Coming on the heels of our posts about Sen. Brownback’s one-man filibuster of one of President Bush’s judicial nominees because she may have presided over a commitment ceremony for a lesbian couple back in 2002, USA Today ran a tangentially related article on the miniscule rise in the number of openly gay judges.

Not surprisingly, the Right doesn’t like it

“We don’t accept that homosexuality is any kind of cultural identity that should be sought in a judge,” says Peter Sprigg of the Family Research Council, a conservative advocacy group in Washington, D.C., that opposes same-sex marriage. “We think it’s a behavior, not something that should be held up as a role model.”

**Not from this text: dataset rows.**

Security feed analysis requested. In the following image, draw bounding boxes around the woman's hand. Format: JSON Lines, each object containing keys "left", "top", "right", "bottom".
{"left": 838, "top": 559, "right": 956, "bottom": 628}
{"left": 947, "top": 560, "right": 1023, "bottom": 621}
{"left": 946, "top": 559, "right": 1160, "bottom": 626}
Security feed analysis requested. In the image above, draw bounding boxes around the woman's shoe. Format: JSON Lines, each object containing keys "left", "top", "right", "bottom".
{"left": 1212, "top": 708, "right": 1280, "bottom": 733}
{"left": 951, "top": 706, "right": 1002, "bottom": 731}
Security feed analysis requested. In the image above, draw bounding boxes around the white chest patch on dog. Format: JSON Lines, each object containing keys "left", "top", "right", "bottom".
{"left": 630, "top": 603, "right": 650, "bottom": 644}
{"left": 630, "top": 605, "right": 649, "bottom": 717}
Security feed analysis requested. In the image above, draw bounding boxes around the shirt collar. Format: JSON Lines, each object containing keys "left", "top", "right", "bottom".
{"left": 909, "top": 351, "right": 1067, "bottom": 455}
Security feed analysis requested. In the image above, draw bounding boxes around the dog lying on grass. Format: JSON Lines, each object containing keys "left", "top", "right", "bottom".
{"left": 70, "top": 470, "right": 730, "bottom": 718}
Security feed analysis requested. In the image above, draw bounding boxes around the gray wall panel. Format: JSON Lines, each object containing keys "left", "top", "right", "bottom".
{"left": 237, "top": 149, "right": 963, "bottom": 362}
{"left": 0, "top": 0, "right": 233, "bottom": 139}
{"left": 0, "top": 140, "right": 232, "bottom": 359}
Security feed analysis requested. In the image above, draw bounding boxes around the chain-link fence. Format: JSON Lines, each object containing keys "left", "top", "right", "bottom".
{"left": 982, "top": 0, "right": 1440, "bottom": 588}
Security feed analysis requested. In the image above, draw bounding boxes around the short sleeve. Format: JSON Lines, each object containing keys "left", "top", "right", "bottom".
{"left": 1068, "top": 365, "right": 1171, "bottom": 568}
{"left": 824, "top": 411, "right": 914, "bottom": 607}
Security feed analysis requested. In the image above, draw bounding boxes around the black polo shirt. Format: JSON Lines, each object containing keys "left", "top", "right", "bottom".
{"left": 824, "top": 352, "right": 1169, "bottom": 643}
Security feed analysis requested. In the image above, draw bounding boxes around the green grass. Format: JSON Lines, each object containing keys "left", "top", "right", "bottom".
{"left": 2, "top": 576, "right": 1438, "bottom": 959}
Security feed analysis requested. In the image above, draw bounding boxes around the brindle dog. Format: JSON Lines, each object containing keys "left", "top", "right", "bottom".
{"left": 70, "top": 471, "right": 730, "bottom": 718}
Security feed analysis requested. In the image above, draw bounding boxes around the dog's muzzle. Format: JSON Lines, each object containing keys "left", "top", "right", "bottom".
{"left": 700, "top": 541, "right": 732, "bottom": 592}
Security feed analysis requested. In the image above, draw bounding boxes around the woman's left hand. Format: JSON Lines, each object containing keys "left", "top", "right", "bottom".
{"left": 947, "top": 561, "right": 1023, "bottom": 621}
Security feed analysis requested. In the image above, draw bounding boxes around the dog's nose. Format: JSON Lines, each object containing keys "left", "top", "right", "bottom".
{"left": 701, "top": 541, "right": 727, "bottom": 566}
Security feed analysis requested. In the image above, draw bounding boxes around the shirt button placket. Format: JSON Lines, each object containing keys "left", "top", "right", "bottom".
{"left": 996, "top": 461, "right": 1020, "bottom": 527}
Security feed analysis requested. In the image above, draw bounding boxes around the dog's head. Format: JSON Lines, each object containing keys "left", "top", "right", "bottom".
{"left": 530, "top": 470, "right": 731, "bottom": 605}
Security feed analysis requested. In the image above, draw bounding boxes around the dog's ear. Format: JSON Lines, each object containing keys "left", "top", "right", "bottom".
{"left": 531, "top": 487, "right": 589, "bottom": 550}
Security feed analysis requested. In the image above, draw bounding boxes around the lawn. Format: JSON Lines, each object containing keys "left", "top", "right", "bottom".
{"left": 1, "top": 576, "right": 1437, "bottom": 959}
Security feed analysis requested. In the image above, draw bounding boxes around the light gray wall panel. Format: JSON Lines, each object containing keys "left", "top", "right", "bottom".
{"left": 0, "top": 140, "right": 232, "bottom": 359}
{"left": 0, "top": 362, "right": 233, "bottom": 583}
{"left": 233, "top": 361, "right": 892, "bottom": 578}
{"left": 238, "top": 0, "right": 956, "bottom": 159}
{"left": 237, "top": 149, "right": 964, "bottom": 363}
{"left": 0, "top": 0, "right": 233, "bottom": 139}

Sprigg … says gay judges are acceptable to his group — as long as their sexual orientation isn’t a factor in their work.

“We don’t think we should make an issue of it, if they keep it private,” he says. “If we had reason to believe that they would pursue a pro-homosexual agenda, then we would vigorously oppose them.”

Funny, when Democrats raised concerns about whether some of President Bush’s judicial nominees could keep their “deeply held” religious beliefs from influencing their work on the bench, the Right accused them of being bigots.   

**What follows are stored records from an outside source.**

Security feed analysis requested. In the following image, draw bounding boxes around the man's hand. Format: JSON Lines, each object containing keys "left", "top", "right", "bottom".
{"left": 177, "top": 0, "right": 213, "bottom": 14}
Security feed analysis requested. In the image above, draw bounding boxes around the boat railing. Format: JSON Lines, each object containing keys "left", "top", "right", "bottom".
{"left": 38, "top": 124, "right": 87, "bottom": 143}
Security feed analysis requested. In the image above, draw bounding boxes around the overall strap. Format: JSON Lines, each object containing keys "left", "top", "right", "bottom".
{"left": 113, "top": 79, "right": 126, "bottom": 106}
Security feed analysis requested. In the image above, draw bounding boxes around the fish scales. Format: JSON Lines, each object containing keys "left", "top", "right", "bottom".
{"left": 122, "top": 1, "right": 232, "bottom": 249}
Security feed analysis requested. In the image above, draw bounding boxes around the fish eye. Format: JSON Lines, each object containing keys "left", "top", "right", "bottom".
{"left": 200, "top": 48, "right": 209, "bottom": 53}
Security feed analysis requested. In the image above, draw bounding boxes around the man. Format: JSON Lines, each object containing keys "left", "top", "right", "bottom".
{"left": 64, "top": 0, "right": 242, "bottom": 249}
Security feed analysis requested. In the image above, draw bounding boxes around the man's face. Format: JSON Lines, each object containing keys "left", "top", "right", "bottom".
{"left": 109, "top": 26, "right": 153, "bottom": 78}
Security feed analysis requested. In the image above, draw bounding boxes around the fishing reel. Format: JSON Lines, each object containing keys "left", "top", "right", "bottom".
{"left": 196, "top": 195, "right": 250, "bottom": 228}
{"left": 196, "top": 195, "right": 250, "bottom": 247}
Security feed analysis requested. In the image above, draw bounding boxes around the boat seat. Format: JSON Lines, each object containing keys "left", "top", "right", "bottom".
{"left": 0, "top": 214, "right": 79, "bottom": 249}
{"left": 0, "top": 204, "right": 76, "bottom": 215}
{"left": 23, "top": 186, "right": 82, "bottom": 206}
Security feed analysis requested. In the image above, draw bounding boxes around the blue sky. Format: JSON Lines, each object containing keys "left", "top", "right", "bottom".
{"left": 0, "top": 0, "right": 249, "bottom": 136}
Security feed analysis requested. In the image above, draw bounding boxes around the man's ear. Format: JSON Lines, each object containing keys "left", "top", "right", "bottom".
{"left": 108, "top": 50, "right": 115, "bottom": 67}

The article also describes a “chilling atmosphere” that might help explain why so few are openly gay on the bench.

Such sentiments [like those expressed by Sprigg] — and the partisan politics that surround judicial nominations on the federal level — help explain why there appears to be only one openly gay judge on the 875-member federal bench, where appointments are for life.

So the Right says gays can’t be judges. Nor can they be Republicans, for that matter, at least according to one of Sprigg’s colleague at FRC

“The big-tent strategy could ultimately spell doom for the Republican Party,” said Tom McClusky, chief lobbyist for the Family Research Council, a Christian advocacy group. “All a big-tent strategy seems to be doing is attracting a bunch of clowns.”